The woman was smiling, but impersonally. Eve didn't much like being taken for a cold caller.

“Mrs. Mannering? My name is Eve McNabb.”

“It's Miss Mannering, and . . .” She blinked, and then the smile widened. “Eve McNabb. But I've just written to you.”

“Yes, I got the letter this morning,” said Eve. “Thank you. It was very kind.”

Jean Mannering shook her head.

“It was a formal letter of condolence, and I did regret as I wrote it that it couldn't be anything more. It is so very long since there's been any contact. But do come in. Pardon me if I'm a bit nonplussed. I don't really know what to call someone I last saw in a pram. Eve? Ms. McNabb? This way—I'm first floor. Come in and have some coffee. Be careful on the stairs. They're rather steep.”

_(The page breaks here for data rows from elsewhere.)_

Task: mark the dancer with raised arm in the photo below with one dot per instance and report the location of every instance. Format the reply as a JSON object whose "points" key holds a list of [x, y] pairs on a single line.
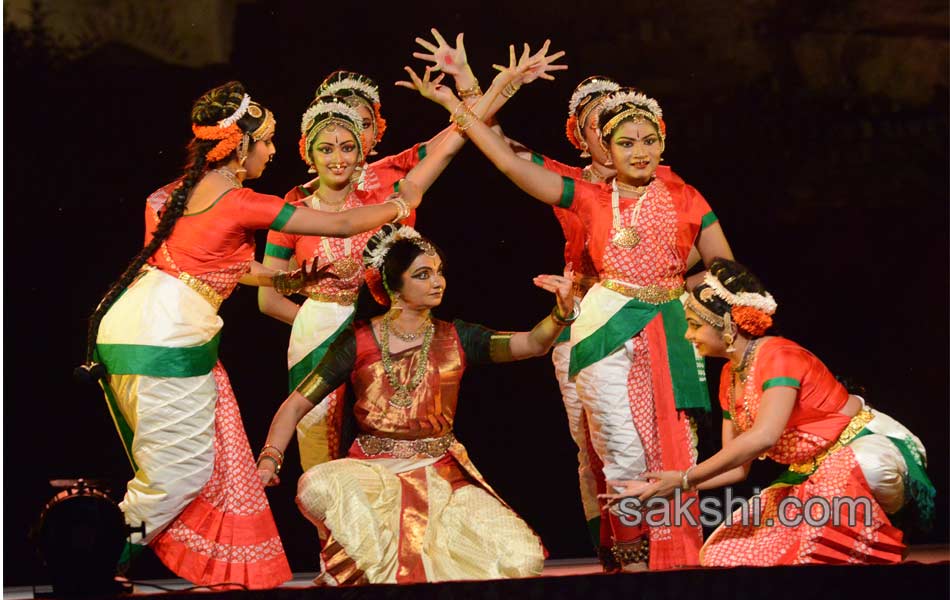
{"points": [[849, 466], [406, 504], [156, 333], [635, 374]]}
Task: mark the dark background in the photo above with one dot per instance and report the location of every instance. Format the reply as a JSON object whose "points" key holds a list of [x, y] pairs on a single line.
{"points": [[817, 133]]}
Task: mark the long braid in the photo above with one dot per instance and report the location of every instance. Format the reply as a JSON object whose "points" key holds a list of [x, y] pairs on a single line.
{"points": [[211, 107]]}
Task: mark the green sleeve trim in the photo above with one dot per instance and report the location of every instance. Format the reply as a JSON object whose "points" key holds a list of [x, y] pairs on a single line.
{"points": [[781, 382], [567, 192], [210, 207], [708, 219], [276, 251], [476, 342], [313, 358], [160, 361], [282, 217]]}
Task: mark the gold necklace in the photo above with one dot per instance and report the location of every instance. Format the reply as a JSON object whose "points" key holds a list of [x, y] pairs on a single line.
{"points": [[624, 237], [345, 267], [410, 336], [634, 189], [229, 175], [402, 396]]}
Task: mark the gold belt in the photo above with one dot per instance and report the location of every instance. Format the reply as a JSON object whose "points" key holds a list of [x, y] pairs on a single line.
{"points": [[431, 447], [206, 291], [343, 298], [652, 294], [854, 427]]}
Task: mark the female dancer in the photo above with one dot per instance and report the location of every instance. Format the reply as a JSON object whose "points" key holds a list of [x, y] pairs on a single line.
{"points": [[331, 144], [329, 307], [195, 490], [779, 400], [635, 375], [407, 505], [362, 94]]}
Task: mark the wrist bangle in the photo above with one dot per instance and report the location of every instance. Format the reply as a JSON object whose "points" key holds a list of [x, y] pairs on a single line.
{"points": [[402, 209], [277, 464], [561, 319], [684, 483], [510, 89], [471, 92], [463, 117]]}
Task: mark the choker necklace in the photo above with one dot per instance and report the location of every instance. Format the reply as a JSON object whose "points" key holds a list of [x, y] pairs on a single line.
{"points": [[229, 175], [411, 336], [634, 189], [402, 396], [624, 237], [346, 267]]}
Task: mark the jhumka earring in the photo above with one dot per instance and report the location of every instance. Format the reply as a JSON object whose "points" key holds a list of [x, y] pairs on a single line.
{"points": [[728, 335]]}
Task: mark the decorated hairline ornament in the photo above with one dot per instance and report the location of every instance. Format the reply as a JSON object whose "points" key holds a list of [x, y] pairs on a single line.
{"points": [[237, 114], [351, 84], [327, 109], [388, 236], [597, 86], [763, 302]]}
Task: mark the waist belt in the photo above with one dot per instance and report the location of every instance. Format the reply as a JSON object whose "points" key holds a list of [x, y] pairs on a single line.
{"points": [[651, 294], [430, 447], [343, 298], [854, 427]]}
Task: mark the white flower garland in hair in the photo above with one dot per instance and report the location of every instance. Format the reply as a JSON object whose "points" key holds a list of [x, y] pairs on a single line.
{"points": [[325, 108], [637, 99], [228, 121], [376, 256], [766, 303], [598, 86], [352, 84]]}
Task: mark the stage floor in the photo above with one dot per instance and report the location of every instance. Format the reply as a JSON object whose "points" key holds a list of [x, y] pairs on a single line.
{"points": [[930, 554]]}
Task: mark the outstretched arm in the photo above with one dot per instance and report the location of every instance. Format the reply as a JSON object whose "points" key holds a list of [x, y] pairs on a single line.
{"points": [[533, 179]]}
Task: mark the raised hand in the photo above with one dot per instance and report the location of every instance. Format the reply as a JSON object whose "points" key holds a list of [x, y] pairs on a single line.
{"points": [[431, 89], [410, 192], [445, 58], [311, 274], [528, 67], [562, 287]]}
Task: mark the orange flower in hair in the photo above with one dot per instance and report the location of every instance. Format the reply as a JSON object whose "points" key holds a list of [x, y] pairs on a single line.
{"points": [[230, 138], [380, 123], [571, 130], [374, 281], [302, 147], [751, 319]]}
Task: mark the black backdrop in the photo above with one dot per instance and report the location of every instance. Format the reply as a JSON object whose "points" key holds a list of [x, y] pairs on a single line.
{"points": [[835, 195]]}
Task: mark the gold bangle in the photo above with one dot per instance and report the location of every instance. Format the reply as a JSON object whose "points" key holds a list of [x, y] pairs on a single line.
{"points": [[561, 319], [510, 89], [402, 209], [463, 117], [471, 92], [267, 447], [277, 464]]}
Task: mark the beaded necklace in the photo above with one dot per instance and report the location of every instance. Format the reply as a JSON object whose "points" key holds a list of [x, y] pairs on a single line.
{"points": [[403, 392]]}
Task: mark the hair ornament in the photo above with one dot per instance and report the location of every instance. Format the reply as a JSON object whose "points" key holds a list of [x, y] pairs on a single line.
{"points": [[597, 86], [237, 114], [638, 99], [375, 254], [761, 302], [351, 84], [323, 108]]}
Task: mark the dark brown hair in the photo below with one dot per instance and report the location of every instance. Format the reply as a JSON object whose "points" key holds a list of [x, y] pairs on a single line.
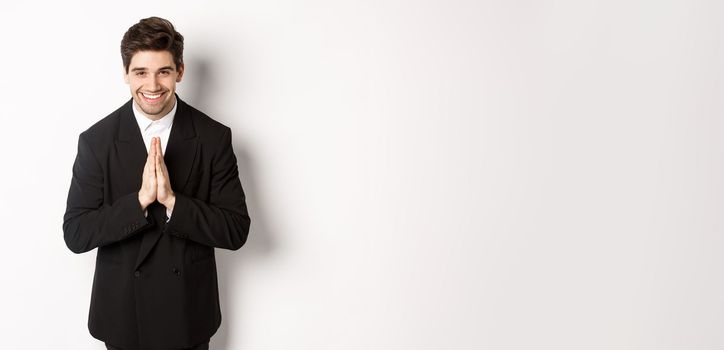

They got to the first-floor flat and Eve blinked at the lightness of it: airy, sunny, with blinds instead of curtains and a general feeling of space and clean lines. Jean Mannering was well fleshed but also sensibly dressed—cashmere jumper, smart, olive green skirt—to make the best of her mature figure. Her face was round, cheerful and had probably been, when she was a young woman, decidedly attractive. Eve felt she was someone she could be comfortable with. She could smell the coffee, and it soon arrived with a plate of biscuits. So far so normal.

“You must be so busy,” said Jean, sitting down and gesturing toward the other armchair. “I remember from my own mother's death—just the cleaning out and sorting was horrendous. And it was down south, so I was in foreign territory.”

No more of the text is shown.